13

Tuesday,

December 8

On the Lukuga River, Congo

People’s Paradise of Africa

The bodies in the river were becoming more numerous; they’d passed three of them in just the last hour, and one of the floating corpses was that of a child. Wally had stared at the bloated form, at the distorted face, trying to see if it might be Lucien. Jerusha could feel his silent anguish, and she could do nothing more than put a hand on his shoulder. “It’s not him, Wally. It’s not.”

The worry and fear on his face was a torment to her. She found tears gathering in her own eyes as she saw the anguish in Wally’s face. She hugged him, wishing there were something she could say that would comfort him, wanting to be able to reassure him that it would be all right in the end.

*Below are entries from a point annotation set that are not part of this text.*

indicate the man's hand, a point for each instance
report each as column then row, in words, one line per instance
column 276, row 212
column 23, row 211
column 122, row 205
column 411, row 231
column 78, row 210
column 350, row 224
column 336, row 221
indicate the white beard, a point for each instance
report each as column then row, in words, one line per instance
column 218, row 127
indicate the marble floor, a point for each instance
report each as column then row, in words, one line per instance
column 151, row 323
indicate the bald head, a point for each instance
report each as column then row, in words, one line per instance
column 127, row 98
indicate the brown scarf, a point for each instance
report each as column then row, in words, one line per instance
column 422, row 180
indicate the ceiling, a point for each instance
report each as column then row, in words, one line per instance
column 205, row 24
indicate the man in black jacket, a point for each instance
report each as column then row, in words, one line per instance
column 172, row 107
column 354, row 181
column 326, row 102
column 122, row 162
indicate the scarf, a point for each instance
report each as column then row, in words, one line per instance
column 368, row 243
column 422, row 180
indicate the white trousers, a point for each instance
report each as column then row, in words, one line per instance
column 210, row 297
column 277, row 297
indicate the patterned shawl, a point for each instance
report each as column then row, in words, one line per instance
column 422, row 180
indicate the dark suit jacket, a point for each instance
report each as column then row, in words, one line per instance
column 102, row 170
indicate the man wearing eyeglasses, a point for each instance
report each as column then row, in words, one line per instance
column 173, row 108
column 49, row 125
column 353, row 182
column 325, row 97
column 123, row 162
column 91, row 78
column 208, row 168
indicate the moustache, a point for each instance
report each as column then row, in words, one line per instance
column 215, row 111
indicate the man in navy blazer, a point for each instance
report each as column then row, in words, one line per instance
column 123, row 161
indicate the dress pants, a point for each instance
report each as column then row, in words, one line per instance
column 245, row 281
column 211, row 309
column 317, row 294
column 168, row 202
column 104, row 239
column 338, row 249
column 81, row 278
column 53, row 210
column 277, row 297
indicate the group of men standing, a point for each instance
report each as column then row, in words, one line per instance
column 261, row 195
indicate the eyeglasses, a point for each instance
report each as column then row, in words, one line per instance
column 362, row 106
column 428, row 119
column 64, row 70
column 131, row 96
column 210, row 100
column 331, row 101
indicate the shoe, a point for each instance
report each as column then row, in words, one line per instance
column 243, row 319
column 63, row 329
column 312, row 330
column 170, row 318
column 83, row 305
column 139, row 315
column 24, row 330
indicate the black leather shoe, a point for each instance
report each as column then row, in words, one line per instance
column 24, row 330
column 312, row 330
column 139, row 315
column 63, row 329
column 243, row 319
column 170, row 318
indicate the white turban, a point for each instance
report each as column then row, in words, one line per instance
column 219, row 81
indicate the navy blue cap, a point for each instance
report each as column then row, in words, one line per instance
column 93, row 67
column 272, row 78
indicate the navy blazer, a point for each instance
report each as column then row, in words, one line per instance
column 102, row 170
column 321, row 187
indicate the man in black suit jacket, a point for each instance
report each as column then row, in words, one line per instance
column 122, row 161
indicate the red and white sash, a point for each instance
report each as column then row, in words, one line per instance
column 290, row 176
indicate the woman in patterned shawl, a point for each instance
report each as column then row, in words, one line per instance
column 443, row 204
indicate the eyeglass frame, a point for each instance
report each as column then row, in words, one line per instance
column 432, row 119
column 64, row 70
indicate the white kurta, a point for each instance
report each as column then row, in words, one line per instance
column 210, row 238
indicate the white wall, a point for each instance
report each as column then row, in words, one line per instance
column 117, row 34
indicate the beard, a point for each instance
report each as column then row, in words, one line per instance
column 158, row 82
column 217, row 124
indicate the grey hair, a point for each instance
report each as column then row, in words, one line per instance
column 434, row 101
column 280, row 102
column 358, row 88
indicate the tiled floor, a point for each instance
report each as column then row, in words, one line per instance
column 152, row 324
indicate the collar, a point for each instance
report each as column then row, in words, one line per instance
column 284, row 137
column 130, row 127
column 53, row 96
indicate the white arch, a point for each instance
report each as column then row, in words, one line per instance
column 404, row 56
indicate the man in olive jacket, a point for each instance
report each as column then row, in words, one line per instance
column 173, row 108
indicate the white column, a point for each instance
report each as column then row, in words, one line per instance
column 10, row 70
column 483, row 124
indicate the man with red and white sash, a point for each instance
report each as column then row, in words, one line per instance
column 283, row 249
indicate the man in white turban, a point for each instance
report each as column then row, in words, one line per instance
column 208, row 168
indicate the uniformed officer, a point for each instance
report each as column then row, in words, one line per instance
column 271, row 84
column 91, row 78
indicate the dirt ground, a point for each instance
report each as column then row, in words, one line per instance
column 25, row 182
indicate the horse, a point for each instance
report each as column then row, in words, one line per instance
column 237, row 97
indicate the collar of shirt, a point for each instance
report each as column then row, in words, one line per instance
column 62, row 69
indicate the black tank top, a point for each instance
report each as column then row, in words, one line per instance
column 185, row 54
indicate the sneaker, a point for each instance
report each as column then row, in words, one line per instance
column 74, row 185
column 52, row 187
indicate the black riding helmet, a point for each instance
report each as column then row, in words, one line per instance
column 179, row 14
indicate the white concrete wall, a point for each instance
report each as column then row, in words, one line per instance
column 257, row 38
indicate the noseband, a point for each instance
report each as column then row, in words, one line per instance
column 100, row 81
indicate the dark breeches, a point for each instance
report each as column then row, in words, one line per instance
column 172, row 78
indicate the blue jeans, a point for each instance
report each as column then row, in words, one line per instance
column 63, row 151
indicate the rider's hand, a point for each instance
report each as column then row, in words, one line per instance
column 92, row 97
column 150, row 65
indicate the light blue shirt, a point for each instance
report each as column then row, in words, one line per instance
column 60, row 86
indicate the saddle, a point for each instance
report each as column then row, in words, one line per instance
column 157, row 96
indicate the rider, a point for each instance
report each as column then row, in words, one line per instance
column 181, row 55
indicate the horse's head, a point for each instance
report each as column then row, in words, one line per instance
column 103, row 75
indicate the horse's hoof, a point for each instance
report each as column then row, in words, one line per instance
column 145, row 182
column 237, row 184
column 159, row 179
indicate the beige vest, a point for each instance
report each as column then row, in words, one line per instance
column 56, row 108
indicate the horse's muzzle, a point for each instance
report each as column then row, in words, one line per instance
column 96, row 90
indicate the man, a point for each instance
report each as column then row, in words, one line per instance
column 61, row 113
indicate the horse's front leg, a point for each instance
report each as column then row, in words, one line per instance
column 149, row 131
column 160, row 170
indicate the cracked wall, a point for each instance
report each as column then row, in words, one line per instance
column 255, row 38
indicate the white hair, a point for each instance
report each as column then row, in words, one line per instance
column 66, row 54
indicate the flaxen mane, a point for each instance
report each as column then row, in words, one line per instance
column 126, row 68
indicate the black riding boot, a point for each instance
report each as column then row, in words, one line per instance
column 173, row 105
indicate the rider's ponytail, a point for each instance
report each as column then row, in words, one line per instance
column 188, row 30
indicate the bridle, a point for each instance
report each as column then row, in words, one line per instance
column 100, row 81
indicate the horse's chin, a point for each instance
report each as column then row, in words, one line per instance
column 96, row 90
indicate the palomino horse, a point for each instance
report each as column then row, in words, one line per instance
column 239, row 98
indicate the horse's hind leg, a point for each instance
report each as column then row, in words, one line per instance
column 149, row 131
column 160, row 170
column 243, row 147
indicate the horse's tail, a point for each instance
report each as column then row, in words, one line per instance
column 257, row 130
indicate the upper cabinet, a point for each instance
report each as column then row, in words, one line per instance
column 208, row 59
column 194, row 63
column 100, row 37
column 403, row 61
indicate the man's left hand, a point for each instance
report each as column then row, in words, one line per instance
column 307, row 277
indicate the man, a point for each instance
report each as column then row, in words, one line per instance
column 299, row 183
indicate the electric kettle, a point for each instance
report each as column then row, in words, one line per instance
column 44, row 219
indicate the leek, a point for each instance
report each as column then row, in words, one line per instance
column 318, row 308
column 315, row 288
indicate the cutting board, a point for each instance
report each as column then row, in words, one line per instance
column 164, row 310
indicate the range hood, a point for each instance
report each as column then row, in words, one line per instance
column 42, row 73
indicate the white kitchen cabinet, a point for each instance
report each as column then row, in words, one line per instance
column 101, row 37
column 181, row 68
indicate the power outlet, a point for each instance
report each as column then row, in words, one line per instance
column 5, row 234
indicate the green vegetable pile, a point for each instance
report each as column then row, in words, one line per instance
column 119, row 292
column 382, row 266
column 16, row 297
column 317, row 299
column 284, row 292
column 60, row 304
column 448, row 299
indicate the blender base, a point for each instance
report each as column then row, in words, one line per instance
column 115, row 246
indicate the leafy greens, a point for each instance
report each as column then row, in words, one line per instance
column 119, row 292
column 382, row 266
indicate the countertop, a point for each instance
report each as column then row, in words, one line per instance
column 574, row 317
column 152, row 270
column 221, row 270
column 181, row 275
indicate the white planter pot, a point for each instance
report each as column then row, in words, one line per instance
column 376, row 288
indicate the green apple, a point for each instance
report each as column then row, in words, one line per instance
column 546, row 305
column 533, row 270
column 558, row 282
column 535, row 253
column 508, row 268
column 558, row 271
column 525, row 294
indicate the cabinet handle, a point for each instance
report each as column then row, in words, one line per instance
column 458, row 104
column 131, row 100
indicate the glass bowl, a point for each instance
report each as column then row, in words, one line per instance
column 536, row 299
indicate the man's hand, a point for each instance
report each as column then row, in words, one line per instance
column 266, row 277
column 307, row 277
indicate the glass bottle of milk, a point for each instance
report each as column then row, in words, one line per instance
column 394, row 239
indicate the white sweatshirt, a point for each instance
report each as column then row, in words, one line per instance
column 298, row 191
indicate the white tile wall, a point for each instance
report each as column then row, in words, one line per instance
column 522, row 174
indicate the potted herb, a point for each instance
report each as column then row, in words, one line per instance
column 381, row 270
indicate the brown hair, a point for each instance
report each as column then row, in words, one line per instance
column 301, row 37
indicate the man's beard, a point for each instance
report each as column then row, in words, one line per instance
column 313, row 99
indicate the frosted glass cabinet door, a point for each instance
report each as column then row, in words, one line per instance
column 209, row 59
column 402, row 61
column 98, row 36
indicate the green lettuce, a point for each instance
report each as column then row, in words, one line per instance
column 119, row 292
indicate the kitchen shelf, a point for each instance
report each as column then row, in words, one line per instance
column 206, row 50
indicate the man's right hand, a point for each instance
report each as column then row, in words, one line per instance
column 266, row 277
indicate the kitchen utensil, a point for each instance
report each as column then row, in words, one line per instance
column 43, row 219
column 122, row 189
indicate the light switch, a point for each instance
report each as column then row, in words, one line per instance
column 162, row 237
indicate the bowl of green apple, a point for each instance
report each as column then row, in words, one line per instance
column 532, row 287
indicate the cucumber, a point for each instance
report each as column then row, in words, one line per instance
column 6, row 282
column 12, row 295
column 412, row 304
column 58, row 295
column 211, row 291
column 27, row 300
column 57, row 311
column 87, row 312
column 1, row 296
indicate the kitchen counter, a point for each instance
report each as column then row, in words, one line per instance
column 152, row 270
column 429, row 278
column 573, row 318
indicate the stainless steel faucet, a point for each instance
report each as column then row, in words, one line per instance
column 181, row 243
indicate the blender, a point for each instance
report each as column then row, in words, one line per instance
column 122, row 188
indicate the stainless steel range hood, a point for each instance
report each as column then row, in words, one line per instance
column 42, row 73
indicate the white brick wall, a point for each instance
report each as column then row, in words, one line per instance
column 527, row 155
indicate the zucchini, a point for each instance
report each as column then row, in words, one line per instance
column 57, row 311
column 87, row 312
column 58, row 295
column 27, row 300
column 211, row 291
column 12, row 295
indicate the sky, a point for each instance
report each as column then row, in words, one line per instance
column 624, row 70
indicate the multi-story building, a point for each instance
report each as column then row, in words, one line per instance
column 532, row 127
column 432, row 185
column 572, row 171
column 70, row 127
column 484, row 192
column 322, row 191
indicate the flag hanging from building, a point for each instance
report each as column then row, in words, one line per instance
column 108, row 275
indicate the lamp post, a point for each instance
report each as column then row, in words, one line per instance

But she didn’t believe that. She couldn’t believe that. They needed help; they needed it quickly. If the babbling of the frightened child soldier they’d captured was even halfway true, then the Committee had to know. Now.

Jerusha hardly believed it herself: a prison where hundreds of children had been injected with the wild card virus, where hundreds more had already died in order to produce two or three aces for the PPA. The thought sickened and infuriated her. She wanted to see the place razed and burned, wanted to see the Nshombos and Tom Weathers tried and executed for what they were doing here. And Wally…

Poor Wally. She didn’t know what to say to him. He glared downriver as if his gaze alone could drive them toward Nyunzu and his precious Lucien. All she could do was stay close to him, to stroke his shoulders, to whisper in-effective comforts that yes, they would still find Lucien alive. They would…

Their satellite phone was useless, and her cell didn’t work-no bars, no service-and the battery was nearly dead to boot. Jerusha sighed and thrust the phone back into one of the pockets of her cargo pants. Squinting into the sunlight, she could see a village set in the hollow of the next bend.

Wally crowded into the tiny cabin of the craft as they passed the village, and Jerusha avoided looking at the people staring as they motored past, facing forward as if confident and unworried about their presence on the river.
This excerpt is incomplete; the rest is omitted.